Pure Resources (ASX: PR1) is up 41% on their report of finding lithium at their drilling in Sweden. Given that PR1 market capitalisation is $6 million and change - it’s a real tiddler - this might well be an appropriate response too. For even the sniff of lithium will add value to something that small. However, it would be rather easy to get too, too, excited by this. For the lithium found is not in the more normal spodumene but in a mica associated. Which produces potential problems.
The announcement: “Significant results from LIBS analysis up to 11.69% Li (JARR037) received during recent site visit to Järkvissle nr 100, situated in the Västernorrland region of Sweden, which hosts the country’s largest Lithium deposits.” Well, yes, although this is surface work only so far. And the actual known spodumene occurrences are off the claim. “The reconnaissance mapping discovered the extensive presence of highly fractionated muscovite-rich pegmatites with LIBS analysis successfully confirming the presence of pathfinder minerals triphylite-lithiophilite, cassiterite and potentially zinnwaldite.
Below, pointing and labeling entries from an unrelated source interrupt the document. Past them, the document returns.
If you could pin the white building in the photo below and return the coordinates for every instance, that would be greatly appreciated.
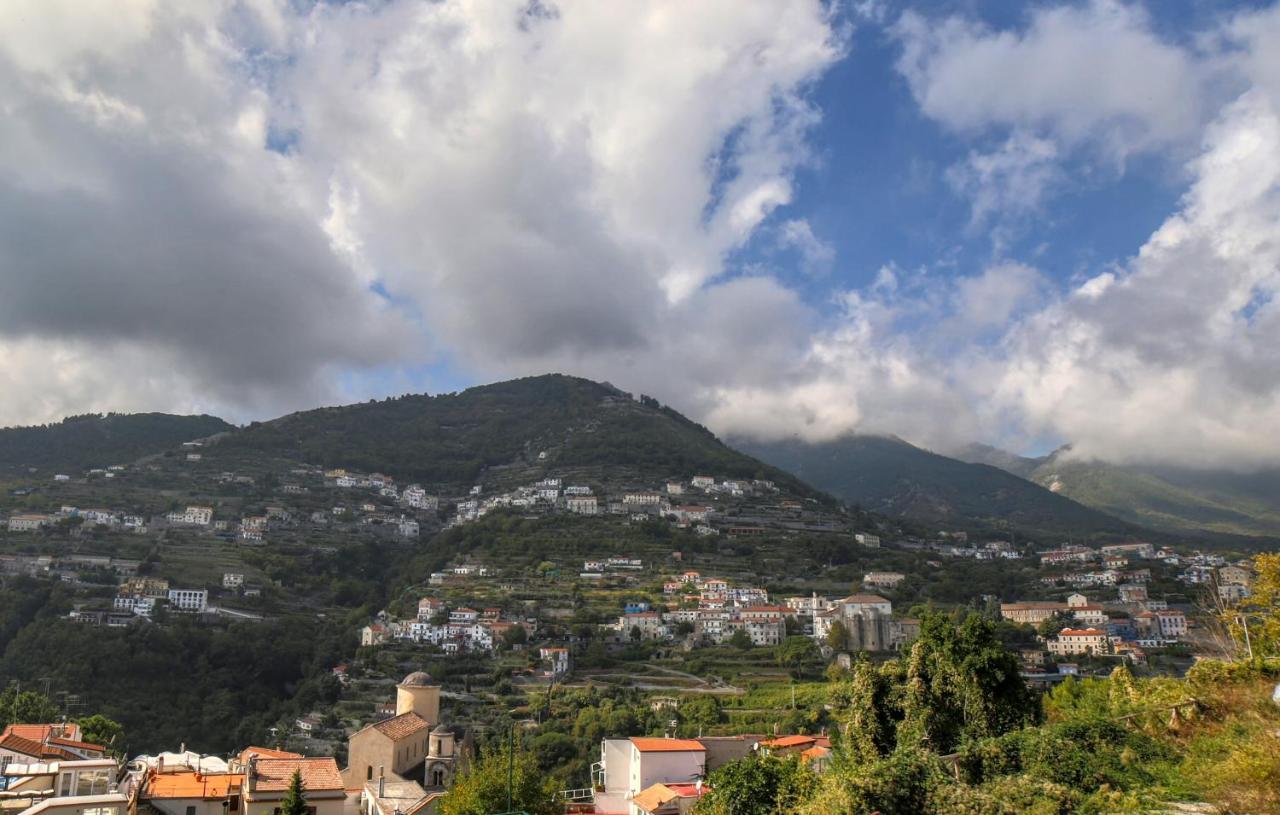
(1074, 641)
(191, 600)
(27, 522)
(631, 765)
(883, 580)
(583, 504)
A peak LIBS assay from a triphylite-lithiophilite sample returned a result of 11.69% lithium (Li).”
No, that is good, yes that does add value to an explorer of this size.
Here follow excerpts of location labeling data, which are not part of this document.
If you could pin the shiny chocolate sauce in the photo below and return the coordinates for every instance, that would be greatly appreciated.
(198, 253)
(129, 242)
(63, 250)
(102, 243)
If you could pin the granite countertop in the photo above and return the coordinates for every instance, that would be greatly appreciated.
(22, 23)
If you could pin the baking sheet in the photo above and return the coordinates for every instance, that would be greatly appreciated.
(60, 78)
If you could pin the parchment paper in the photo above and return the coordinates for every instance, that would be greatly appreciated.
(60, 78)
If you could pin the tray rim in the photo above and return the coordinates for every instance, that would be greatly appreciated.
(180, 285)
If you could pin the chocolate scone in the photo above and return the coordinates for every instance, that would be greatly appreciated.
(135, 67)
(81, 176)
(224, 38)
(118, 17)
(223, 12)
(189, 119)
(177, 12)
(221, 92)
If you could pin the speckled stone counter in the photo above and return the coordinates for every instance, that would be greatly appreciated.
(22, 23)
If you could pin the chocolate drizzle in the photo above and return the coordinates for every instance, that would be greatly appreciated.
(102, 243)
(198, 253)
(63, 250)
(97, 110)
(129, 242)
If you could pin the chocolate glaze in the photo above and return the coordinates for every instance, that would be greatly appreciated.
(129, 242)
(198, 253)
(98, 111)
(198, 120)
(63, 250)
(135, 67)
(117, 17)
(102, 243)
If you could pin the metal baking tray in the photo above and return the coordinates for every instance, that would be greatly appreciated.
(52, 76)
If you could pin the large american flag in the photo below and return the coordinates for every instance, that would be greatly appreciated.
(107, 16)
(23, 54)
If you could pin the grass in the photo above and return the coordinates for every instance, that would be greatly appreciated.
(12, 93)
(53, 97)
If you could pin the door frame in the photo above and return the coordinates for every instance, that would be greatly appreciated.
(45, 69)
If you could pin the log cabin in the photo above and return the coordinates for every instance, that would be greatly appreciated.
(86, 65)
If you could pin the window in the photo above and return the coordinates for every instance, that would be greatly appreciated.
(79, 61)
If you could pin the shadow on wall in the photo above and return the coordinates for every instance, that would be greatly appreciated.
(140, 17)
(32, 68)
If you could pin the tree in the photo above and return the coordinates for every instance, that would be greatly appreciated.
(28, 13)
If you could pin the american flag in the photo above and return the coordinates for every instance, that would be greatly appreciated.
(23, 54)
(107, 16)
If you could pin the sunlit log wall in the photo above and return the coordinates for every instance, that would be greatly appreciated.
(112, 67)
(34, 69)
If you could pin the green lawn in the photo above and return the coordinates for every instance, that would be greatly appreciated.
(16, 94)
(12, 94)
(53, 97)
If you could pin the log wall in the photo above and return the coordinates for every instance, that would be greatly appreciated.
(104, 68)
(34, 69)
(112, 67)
Pure Resources share price from Google Finance
However, we have seen problems in other places with lithium in non-traditional minerals. That zinnwaldite for example. Both European Metals and Zinnwald Lithium are looking to mine that. And while they claim (both, European and Zinnwald) to have an extraction method not a great deal has happened since then.
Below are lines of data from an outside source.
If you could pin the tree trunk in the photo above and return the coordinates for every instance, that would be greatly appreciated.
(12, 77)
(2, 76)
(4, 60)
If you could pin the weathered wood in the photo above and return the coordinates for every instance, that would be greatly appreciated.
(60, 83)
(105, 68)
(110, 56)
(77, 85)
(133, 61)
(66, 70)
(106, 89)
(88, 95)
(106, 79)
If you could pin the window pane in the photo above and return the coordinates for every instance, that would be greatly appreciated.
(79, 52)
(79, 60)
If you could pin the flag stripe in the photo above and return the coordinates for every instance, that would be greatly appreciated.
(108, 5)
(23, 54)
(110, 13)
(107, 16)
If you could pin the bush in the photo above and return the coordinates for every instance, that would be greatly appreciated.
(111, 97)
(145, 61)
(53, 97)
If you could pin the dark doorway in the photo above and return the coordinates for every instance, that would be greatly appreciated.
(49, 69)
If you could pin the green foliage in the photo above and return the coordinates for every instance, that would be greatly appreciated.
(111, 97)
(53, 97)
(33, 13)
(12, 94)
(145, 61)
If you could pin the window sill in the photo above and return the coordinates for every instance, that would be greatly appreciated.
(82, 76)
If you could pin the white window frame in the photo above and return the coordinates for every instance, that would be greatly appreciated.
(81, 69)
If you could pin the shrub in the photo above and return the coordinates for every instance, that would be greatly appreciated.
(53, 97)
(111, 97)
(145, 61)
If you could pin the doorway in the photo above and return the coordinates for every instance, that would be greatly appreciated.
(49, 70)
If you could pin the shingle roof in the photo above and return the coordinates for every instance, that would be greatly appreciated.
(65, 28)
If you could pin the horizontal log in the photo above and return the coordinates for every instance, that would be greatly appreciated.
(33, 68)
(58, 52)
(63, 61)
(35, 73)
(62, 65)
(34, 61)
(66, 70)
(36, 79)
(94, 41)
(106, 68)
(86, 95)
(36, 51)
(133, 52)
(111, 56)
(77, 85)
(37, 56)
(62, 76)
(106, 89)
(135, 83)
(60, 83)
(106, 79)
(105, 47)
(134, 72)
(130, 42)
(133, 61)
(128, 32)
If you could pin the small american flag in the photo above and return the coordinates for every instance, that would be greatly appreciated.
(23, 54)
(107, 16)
New processing methods for different minerals always worry financiers - and thus miners. For it’s only when you’ve built the first full sized plant that you really know whether this new process really works as advertised. Sure, lab bench work, pilot plants, but many an operation has come to grief simply because everything doesn’t, quite and wholly, scale up.
Yes, sure, finding lithium adds value at Pure Resources. But this is largely because it’s such a small company to start with.